9 Aralık 2015 Çarşamba

TELGRAF


Bu yazım yaz-kış demeden Sivas’ın köy okullarını bazen yayan, bazen at sırtında, bazen bulabildiği herhangi bir vasıtayla teftiş etmiş, okulu olmayan birçok köye okul yapılmasına önayak olmuş, Sivas İlköğretim kurumlarına 35 yıl emek vermiş güzel insan Gezici Baş öğretmen Ahmet Karabenli, babam hakkında. Maalesef babacığım Yeşil Gözlü Güzel kadını hiç görmedi. Adım gibi biliyorum birbirlerini o kadar severlerdi ki.

TELGRAF

Eline tutuşturulan yarım sayfa büyüklüğünde iki tarafından yapıştırılmış kağıdı açtı babam. Okumaya başlamadan önce havaya kaldırdı ve bize gösterdi “Telgraf” dedi “bu bir telgraf”.

İşte o gün ilk defa bir telgrafın neye benzediğini gördüm. Sonra babam o beyaz kağıda gözlerini dikti ve okudu sessizce. Ayakta okuyordu birden sendeledi ve divanın üstüne zorlukla oturdu, daha doğrusu çöktü. Elinden o beyaz kağıt yere düştü, salondaki haki renkli makina halısının üzerine.

O merhamet dolu güzel kahverengi gözleri karşıya takıldı kaldı ve gözlerinden ip gibi yaşlar dökülmeye başladı. Konuşmuyor sessiz, sezsiz ağlıyordu. Ben de hemen ağlamaya başladım çünkü babamı ilk defa ağlarken görüyordum. Daha beş yaşında bile değildim. Sivas’ta yaşıyorduk.

Annem ölmüş dedi babam. Kardeşim Nabi’den geliyor, Marmaris’ten, annem ölmüş. Annem de ağlamaya başladı. Babaannemi hiç görmemiştim.

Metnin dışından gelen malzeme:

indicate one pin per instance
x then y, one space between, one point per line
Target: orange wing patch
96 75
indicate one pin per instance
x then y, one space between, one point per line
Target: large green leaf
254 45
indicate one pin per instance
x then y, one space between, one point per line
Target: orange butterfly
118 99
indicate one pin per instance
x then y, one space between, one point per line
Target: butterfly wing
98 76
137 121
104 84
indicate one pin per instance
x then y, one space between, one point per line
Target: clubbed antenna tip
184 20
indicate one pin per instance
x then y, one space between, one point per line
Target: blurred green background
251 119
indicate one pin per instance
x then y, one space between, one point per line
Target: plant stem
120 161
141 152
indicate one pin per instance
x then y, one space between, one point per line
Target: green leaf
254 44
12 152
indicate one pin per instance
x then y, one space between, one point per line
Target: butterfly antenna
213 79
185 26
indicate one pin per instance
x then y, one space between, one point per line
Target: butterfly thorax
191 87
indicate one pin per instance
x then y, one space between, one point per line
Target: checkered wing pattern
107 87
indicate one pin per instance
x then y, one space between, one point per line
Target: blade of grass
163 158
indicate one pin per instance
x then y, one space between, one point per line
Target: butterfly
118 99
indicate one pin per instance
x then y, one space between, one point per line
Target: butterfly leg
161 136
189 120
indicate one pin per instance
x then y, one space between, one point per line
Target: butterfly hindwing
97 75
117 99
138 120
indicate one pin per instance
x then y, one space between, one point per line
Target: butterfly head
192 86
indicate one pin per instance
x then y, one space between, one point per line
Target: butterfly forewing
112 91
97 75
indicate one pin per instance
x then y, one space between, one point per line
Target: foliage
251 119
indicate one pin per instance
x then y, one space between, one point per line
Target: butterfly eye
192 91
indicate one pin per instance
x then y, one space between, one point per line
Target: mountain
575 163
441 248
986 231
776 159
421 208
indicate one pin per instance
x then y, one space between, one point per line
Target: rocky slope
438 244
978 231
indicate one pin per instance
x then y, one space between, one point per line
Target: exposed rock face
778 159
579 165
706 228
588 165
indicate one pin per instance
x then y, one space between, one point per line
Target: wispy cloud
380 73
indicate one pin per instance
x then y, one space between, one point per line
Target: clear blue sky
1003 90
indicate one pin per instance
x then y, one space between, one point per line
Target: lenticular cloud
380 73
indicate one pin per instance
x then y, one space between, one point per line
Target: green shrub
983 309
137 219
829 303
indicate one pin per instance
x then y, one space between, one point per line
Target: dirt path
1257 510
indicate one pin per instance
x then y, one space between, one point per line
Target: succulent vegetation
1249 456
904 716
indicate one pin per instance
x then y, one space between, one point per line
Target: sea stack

Ve ben telgrafları hep annelerin ölüm haberlerini veren iki ucu tutkallı beyaz kağıtlar olarak hatırladım. Şimdi 69 yaşındayım. Artık ne annem hayatta ne de babam. Ama, bu gün bile bana verilen beyaz iki tarafı yapıştırılmış kağıtları açamam. Ürperirim. Tüylerim diken diken olur. Korkarım, çok korkarım.